CHI VIENE DA FUORI NON LA CAPISCE, MA CHI VI E’ DENTRO NON LA SPIEGA
Venerdì primo aprile la nostra scuola ha avuto il piacere di ospitare due giornalisti professionisti: Mariza D’Anna e Marco Bova: L’interessante incontro si è svolto alla presenza di un gruppo di alunni formato dai partecipanti alla redazione del Giornale FX ed altri. Tanti i temi affrontati, ma uno in particolare merita ulteriore approfondimento e si tratta dell’immagine della Sicilia al di fuori di essa (ma anche al di dentro). “Al di fuori” inteso nel resto d’Italia e all’estero.
Non c’è dubbio che frequentemente la Sicilia non venga né capita né raccontata con esattezza, spesso troppo ancorata a stereotipi e caratteristiche del passato (soprattutto all’estero). La Sicilia è infatti conosciuta principalmente per mare, mafia, storie di dotti che visitarono l’isola nell’800 e una pseudocultura fatta di carretti, pupi, cibo, pale di fico d’India, contadinelli e colori sgargianti. Al tempo stesso, all’interno, la Sicilia è impantanata in isolazionismo, rassegnazione, una certa dose di arroganza e un’atmosfera di torpore basata sulla convinzione che chi non è siciliano non potrà mai capire del tutto l’isola, sul disinteresse, sulla credenza che alla fine quanto si conosce all’estero sia sufficiente, ma anche contraddittoriamente basata su critica, rabbia e insoddisfazione. Esempi di tale paradosso: ci si lamenta di quanto sia stereotipata la Sicilia e poi nei negozi si propinano ampie collezioni di souvenirs basati sulla mafia raccontata da “Il Padrino”, (quasi fieri di questa eredità) oppure sul rifiuto di ogni apertura al pubblico e spinta alla correzione delle inesattezze. Risultato? La Sicilia è amatissima nonostante tutto, ma anche molto fraintesa. L’esempio lo fa Marco Bova, che cita il Guardian (importante giornale internazionale) che 3 anni fa sbandierava la definitiva capitolazione della mafia. Sappiamo che la verità è ben diversa.
Se invece guardiamo al resto d’Italia la situazione è diversa. La Sicilia è naturalmente più conosciuta e compresa. Ma è spesso trascurata o ricordata più per gli aspetti negativi che per altro. Giornali e notiziari ne parlano di rado e, quando se ne parla di più, è per raccontare storie di criminalità, corruzione, arretratezze e disfunzionalità. Queste e altre notizie spesso condite di superficialità e stereotipi. Sembra che, a parte qualche eccezione, non succeda altro. E’ vero che negli ultimi anni la percezione della Sicilia è cambiata in meglio, ma rimangono dei problemi.

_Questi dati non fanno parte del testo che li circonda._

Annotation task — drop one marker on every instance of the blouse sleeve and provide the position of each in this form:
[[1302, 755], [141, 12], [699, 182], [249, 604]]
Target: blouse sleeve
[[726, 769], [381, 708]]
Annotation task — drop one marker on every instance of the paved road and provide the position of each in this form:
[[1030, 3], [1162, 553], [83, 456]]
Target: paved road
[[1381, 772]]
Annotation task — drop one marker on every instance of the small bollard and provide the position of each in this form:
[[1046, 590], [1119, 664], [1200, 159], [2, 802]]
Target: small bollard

Il problema però è che questa lontananza dalla verità e dal resto d’Italia non innesca il desiderio di correggere e far valere la Sicilia, ma porta a rassegnazione e rancore. Forse sarebbe utile riflettere sul fatto che, se da fuori non si riesce a capire la Sicilia, sarebbe il caso di farlo capire da dentro. Ma la verità forse è che in Sicilia spesso non si comprende né la propria condizione né la direzione da seguire né cosa potrebbe essere positivo quasi quanto all’estero. D’Anna e Bova facevano notare, ad esempio, che la Sicilia (anche il Meridione) è sprovvista di giornali e canali d’informazione riconosciuti a livello nazionale. L’impegno sarebbe quello di scrivere una nuova identità regionale fatta di verità e onestà, che faccia uscire la Sicilia da questo torpore e la porti a proiettare un’immagine accattivante di sé tanto sull’isola quanto al di fuori di essa, un'immagine veritiera, dinamica, che fa del passato e della storia punto focale e di orgoglio, ma che guarda al presente e al futuro.